In arrivo su disco rarità di Battisti, lariano di adozione

La copertina de "Lucio Battisti, la batteria, il contrabbasso, eccetera": uno scatto nei boschi di Anzano del Parco

Il 25 settembre uscirà “Lucio Battisti – Rarities”, una raccolta di piccole grandi perle dello straordinario artista, distribuite nel corso degli anni in vari supporti: singoli, versioni alternative, rarità e B sides, che trovano in questo speciale cofanetto il giusto prestigio.
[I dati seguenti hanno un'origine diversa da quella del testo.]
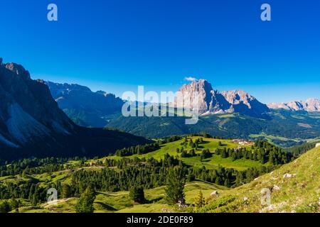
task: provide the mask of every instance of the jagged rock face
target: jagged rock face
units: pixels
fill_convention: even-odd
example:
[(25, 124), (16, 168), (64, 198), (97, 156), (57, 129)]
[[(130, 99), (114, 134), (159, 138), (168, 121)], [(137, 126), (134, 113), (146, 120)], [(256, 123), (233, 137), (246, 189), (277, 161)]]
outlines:
[[(92, 92), (78, 84), (46, 82), (59, 107), (71, 118), (80, 118), (83, 126), (103, 128), (108, 114), (120, 112), (124, 101), (112, 94), (102, 91)], [(80, 116), (80, 117), (79, 117)]]
[(297, 111), (304, 111), (308, 112), (320, 111), (320, 99), (309, 99), (306, 101), (292, 101), (287, 103), (271, 103), (268, 104), (269, 108)]
[(183, 94), (182, 99), (176, 99), (178, 108), (189, 107), (193, 109), (195, 104), (196, 94), (198, 97), (198, 107), (200, 113), (203, 114), (208, 111), (210, 103), (212, 101), (211, 84), (205, 79), (193, 82), (190, 84), (185, 84), (180, 88), (179, 92)]
[(0, 134), (7, 145), (23, 146), (32, 138), (70, 134), (74, 124), (59, 109), (41, 80), (32, 80), (21, 65), (0, 65)]
[[(102, 96), (102, 95), (101, 95)], [(91, 156), (149, 143), (127, 133), (75, 125), (43, 80), (0, 59), (0, 159)]]
[[(192, 101), (193, 101), (195, 92), (198, 92), (200, 114), (237, 112), (260, 116), (270, 111), (266, 105), (259, 102), (254, 96), (244, 91), (219, 92), (213, 90), (211, 84), (205, 79), (185, 84), (179, 89), (179, 92), (182, 92), (183, 96), (191, 97)], [(177, 100), (176, 100), (176, 105), (178, 108), (183, 106), (183, 103)], [(192, 105), (186, 106), (185, 104), (184, 106), (193, 108)]]
[(241, 90), (223, 92), (223, 96), (231, 104), (235, 112), (260, 116), (270, 111), (267, 105), (260, 103), (251, 94)]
La chicca è giàdisponibile in pre-order e sarà disponibile in due versioni, versione cd e versione LP, entrambe accompagnate da un commento traccia per traccia.

Lucio Battisti, musicista dal genio assoluto, dimostra inconsapevolmente di essere ancora una volta precursore dei tempi, perché in un momento storico dove il concetto di single track è tornato prepotentemente di moda, grazie alla fruizione in streaming della musica e sta nuovamente caratterizzando il mercato discografico italiano ed internazionale, lui lo avrebbe di certo intuito in anticipo, accorciando i tempi e bruciando la concorrenza.

Dopo oltre 50 dall’esordio di questo straordinario artista, possiamo ancora oggi apprezzare tutta la gamma delle sue produzioni, che vanno oltre i pezzi più conosciuti. In questa raccolta sono contenuti brani come la rara Extended Version di “Pensieri e Parole”, “Le formiche” che fu scritto per Wilma Goich, “La farfalla impazzita” portato al Festival di Sanremo del 1968 dall’insolita coppia formata da Johnny Dorelli e Paul Anka e brani in lingua straniera.

Questa la tracklist completa di “RARITIES”: “Pensieri e parole” [Extended Version], “Per una lira”, “Vendo casa”, “Le formiche”, “La spada nel cuore”, “La folle corsa”,  “Perchè dovrei”, “La farfalla impazzita”, “Il mio bambino”, “Les jardines de Septembre”, “Toujours plus belle”, “Ma Chanson de libertè”, “La Colina de las Cerezas”, “Una Muchacha por Amigo”, “To Feel in Love”, “Only”. Battisti è legato in modo molteplice al nostro territorio. La collina dei ciliegi dell’omonima canzone? È sicuramente quella fra Anzano del Parco e Monguzzo». Lo ha spieghato in una intervista a Massimo Moscardi sul nostro giornale Giorgio Bosetti Carcano, esponente della famiglia proprietaria della famosa Villa Carcano ad Anzano del Parco e vicino di casa di Mogol e Lucio Battisti a metà degli anni ’70. Battisti negli ultimi anni aveva scelto di vivere a Molteno, nel Lecchese, nella totale riservatezza e non era raro trovarlo anche nelle località del Comasco, a fare la spesa, come un qualunque cittadino. Ad Anzano del Parco, a metà degli anni ’70, nello studi registrazione di Mogol, il Mulino, Battisti realizzò con il grande autore alcune delle sue canzoni più belle. Una base operativa, ma anche un luogo in cui vivere. Proprio ad Anzano del Parco fu realizzato, ad esempio, l’album Lucio Battisti, la batteria, il contrabbasso, eccetera con hit ancora appezzate oggi come Ancora tu e La compagnia, ripresa in tempi recenti da Vasco Rossi. La foto di copertina – una tra le più famose di Battisti – fu realizzata da Caesar Monti nei boschi di Anzano, in una strada sterrata.